5. Section 247 lays down the general principle that the accused is entitled to an acquittal, if the complainant is absent without sufficient cause. The complainant has not shown sufficient cause for his absence or the absence of his law agent on the 4th March 1959. It was held in Sudhir Kumar Neogi v. Emperor, AIR 1942 Pat 46 that, when the complainant is absent, the only course open to the Magistrate is to, ordinarily, acquit the accused, or for proper reason, adjourn the case.

In the present case, the Magistrate adopted the ordinary course, ‘apparently because he did not find adequate reason to adjourn the case; and it cannot be said that the Magistrate exercised his discretion wrongly. The learned advccate for the appellant has relied on a subsequent decision of this Court in State of Bihar v. Deodar Jha, AIR 1958 Pat 51, where it was held that refusal by a Magistrate to acquit the accused under Section 247, when the complainant was absent, was justified. This decision does not, however, help the appellant.

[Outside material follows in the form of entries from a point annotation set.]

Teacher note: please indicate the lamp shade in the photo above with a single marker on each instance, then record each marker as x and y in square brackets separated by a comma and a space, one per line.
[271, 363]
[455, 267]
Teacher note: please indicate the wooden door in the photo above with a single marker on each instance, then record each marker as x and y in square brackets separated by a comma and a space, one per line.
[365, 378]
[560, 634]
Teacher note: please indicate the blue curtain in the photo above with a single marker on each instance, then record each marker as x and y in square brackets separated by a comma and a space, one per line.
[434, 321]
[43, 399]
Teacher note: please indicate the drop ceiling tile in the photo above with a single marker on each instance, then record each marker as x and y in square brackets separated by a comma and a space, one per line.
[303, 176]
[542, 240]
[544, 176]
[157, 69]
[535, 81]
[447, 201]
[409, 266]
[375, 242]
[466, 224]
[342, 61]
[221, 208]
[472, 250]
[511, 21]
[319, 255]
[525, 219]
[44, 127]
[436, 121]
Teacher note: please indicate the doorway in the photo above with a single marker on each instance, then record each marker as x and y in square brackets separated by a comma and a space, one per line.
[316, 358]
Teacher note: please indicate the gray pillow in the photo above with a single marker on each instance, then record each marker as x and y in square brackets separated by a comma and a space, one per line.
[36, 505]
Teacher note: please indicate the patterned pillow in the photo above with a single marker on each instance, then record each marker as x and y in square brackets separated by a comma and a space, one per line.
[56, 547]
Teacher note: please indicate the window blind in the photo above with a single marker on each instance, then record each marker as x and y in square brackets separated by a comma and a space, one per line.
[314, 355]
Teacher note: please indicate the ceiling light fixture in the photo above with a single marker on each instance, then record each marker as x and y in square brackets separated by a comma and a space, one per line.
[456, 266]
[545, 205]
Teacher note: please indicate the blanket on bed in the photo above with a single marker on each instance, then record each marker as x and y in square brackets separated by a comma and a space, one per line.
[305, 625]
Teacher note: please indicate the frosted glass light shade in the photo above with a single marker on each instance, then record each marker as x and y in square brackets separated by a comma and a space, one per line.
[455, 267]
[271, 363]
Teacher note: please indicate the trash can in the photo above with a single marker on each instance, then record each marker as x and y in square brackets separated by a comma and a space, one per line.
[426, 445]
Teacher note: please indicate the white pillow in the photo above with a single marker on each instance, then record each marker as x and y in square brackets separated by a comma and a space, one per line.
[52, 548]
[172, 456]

That was an appeal against the acquittal of the accused by the Magistrate on merits of the case long after the dates on which the complainant had been absent and the Magistrate had adjourned the case. During the hearing of the appeal against the acquittal on merits, it was argued on behalf of the accused respondent that the Magistrate ought to have acquitted him on account of the absence of the complainant on the 9th April and the 24th April. But the court found that the complainant had turned up after the first hour on the 9th April and he had intimated to the Magistrate on the 24th April that he would not be able to come to court on that date.

This Court observed that the order to be passed under Section 247 depends upon the facts of each case and held that, in view of the facts stated above, the Magistrate was justified in not acquitting the accused and in adjourning the case on the 9th April and the 24th April. In the present case, however, on the facts stated already, the Magistrate was justified in acquitting the accused, and there is no justification for interference with his order.

 6.     In  the result, there is no merit in  the appeal.     It is  accordingly  dismissed.